Budget 2021 – The big freeze
We are back to spring Budgets despite Hammond’s wish that it would move to autumn. I only mention this as today’s was a Budget that is just coming out of winter and there are freezing temperatures throughout it; Inheritance Tax (IHT) thresholds frozen, Lifetime Allowance frozen and, after a small increase in April, some Income Tax allowances will be frozen until 2026.
The frost hits some parts of businesses as well with the rate holiday continuing. But perhaps the Chancellor sees some good weather ahead by thawing corporation tax levels, which are increasing to 25% for larger businesses from 2023.

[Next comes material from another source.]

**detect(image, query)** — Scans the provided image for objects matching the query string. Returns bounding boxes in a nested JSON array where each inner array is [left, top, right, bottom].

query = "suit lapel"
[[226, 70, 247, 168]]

Capital Gains Tax (CGT) allowances remain unchanged, as well as pension tax relief and tax-free cash. But overall, how will today’s announcements impact your personal finances?

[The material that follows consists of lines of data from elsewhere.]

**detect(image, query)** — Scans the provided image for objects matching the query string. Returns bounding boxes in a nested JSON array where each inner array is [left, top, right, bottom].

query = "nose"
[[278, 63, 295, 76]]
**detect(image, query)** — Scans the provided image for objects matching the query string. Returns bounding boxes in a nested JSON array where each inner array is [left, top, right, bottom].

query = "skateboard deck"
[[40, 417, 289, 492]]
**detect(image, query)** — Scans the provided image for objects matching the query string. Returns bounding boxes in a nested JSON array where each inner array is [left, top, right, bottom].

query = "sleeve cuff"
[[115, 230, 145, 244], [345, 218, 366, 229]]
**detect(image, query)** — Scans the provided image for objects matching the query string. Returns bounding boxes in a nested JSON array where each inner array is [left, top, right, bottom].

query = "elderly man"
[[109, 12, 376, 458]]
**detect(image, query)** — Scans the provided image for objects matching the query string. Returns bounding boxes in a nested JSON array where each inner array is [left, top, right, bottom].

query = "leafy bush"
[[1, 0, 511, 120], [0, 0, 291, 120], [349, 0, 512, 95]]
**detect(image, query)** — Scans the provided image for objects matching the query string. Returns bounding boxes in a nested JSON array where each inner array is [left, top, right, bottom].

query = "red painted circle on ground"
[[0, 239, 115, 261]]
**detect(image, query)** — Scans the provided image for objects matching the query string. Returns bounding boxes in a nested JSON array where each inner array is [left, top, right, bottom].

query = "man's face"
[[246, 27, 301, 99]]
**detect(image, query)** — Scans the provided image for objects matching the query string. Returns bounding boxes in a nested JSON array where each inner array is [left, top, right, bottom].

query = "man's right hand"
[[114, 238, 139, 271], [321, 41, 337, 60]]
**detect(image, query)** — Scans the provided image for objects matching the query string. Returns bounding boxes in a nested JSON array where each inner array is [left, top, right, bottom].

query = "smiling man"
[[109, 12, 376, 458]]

Although sticking to their manifesto pledge that Income Tax, VAT and National Insurance will not increase, freezing your tax-free personal allowance at £12,570 for 4 years is being described as a stealth tax. Effectively, as average wages increase over time, less of your income will be tax-free.
Similarly, the standard Lifetime Allowance will remain at its current level of £1,073,100, instead of increasing every year in line with inflation. This means that once you withdraw more than the allowance from your pension, you will be taxed at 25% or 55% on the excess, depending on whether the withdrawals are taken as income or a lump sum.

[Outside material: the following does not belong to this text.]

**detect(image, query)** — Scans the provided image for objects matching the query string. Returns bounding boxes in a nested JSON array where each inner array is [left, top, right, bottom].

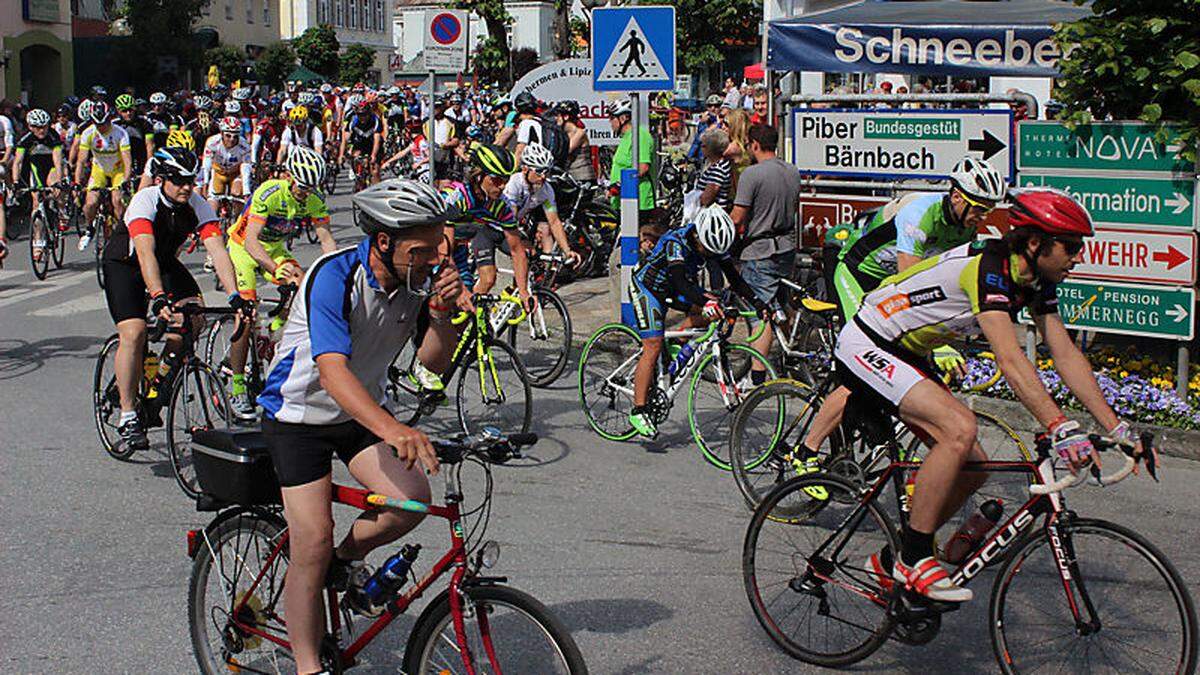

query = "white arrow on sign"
[[1165, 192, 1191, 215], [1167, 304, 1189, 323], [984, 224, 1002, 238]]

Maybe a nice problem to have, a pension worth over £1m, but for those in a Final Salary Pension Scheme (most commonly those in the public sector), having a pension pot valued at £1,073,100 in Lifetime Allowance terms is an annual pension income of £53,655 per year. Therefore, the high earning doctors who have already battled with pension legislation regarding payments into their NHS pension (the tapered annual allowance), are likely to be impacted when they draw from their pension as well.
There were calls for wholesale changes to IHT legislation, which seem to have been put on ice for now. However, as the IHT-free ‘nil-rate band’ (£325,000) and ‘residence nil rate band’ (£175,000) will not benefit from the promised annual inflation uplift for the next few years, as asset prices increase, more of your estate may be taxable on death.
We may have come out of a cold harsh winter economically, hence the freezing temperatures. But this is a Budget that hopes the warm front on the horizon continues its path to the UK.
Tax rules are subject to change and taxation will vary depending on individual circumstances. Please consult a financial professional before making any investment decisions.